Can you recall your initial journey? How did it happen? Were you tempted by VC money?
We started at a time when the concept of VC did not really exist. We started after the 2008 financial crisis and everything in the stock market was very uncool. So even if we were to go out and look for VC money, nobody would have given us money, nobody was really innovating around financial markets and we have grown in a very organic manner and never really focussed on revenues in terms of how many clients we have and stuff like that. It has always been about service and after the point where we were profitable, I do not think we had this urgent need to exponentially grow because we were not really competing with anyone.

When one starts to think on the lines that the market size is X and I need to be the leading player and I need to control Y percentage of the market and I need to do it in so much time when you set plans like this for yourself, things become a lot more chaotic. Since we took the organic path, we never really had many of the difficulties that many startups which are forced to grow very quickly might have had. We have also been very lucky, we have had a 11-12-13 year bull market.

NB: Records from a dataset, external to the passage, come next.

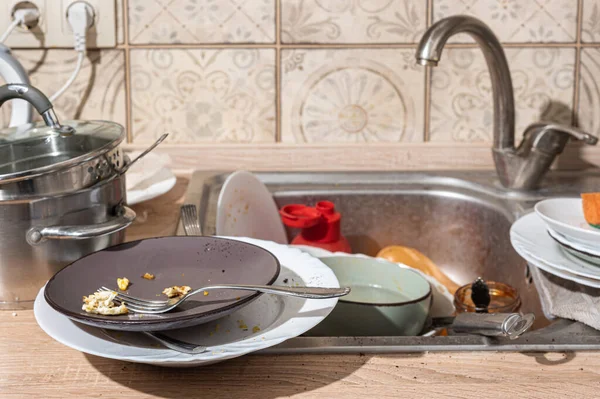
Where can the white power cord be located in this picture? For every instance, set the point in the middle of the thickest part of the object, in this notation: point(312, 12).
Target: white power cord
point(81, 18)
point(23, 16)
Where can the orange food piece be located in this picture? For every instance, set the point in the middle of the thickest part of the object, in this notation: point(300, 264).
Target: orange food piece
point(591, 208)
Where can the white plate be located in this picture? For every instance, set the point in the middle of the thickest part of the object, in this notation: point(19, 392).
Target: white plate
point(579, 251)
point(443, 300)
point(155, 186)
point(530, 239)
point(576, 245)
point(246, 209)
point(279, 318)
point(565, 216)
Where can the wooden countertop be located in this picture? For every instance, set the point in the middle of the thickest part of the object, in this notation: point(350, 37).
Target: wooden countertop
point(33, 365)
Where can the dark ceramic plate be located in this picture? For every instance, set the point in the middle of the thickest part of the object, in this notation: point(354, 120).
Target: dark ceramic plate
point(193, 261)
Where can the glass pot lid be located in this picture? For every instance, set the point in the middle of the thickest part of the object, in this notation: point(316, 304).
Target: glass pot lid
point(34, 149)
point(43, 147)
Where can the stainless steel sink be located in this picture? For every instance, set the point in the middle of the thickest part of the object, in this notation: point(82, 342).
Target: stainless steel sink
point(461, 220)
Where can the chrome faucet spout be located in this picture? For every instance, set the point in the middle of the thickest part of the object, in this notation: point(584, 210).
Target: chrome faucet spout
point(519, 168)
point(429, 52)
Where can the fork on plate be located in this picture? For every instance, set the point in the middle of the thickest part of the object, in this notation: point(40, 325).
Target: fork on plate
point(140, 305)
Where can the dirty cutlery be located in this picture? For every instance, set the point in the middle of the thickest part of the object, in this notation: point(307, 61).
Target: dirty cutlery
point(140, 305)
point(189, 219)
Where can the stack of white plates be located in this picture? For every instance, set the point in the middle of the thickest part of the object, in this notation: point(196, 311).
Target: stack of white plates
point(556, 238)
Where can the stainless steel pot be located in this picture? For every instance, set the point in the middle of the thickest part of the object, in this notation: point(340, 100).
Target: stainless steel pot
point(46, 158)
point(39, 236)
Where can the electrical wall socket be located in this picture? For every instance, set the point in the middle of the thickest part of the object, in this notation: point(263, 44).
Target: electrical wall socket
point(36, 37)
point(54, 29)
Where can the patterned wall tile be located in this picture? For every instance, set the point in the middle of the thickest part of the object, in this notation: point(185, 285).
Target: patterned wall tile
point(516, 21)
point(358, 95)
point(461, 97)
point(203, 95)
point(120, 22)
point(590, 23)
point(589, 91)
point(353, 21)
point(97, 93)
point(201, 21)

The other thing is in case of layoffs, these employees have also been promised the start-ups currency which is Esops. The value of these esops is going to see a visible mark down. Is the net worth of employees also going to come down?
Yes, probably. But I think we are overstating the chaos in the ecosystem in a way, it is honestly not that bad.

Wow I made Nikhil Kamath not sound cynical!
Yes, now there are many things which are going for and internationally the perception in India is really good. If you ask any global investor even today, they might be doing badly relatively, but they are on top of their interest pie. They are very keen to enter India and participate in any way whatsoever.

I think a bunch of things are going in a way. The stability and the consistency that the Modi government provided has been around for the last almost a decade now. That is really encouraging foreign investors to come into India. Having a stable policy makes a huge difference.

From the public markets ecosystem, the RBI and SEBI have done an incredible job in reducing leverage, allowing people not to borrow and trade. They have been pre-empting the future in a way and it is incredible that they have been able to curtail the amount of risk taking ability in the market. I am sure that has saved a lot of investors. Even if one were to look at the stuff that came around crypto just before the crash showed incredible timing.

Two weeks before crypto crashed, these guys started not allowing people to transfer money into crypto exchanges and mine Bitcoins etc. A lot is going well for us, especially on the governance and regulation side and also from opportunity angle. Demographics of India are good and we often tend to overstate the problem.

Things are bad here but I do not think they are as bad as the rest of the world. Look at every company in the NASDAQ or tech companies in the US, a few of these companies have corrected 70-80%. In India, we have had a 14% correction from the top of a 100% rally.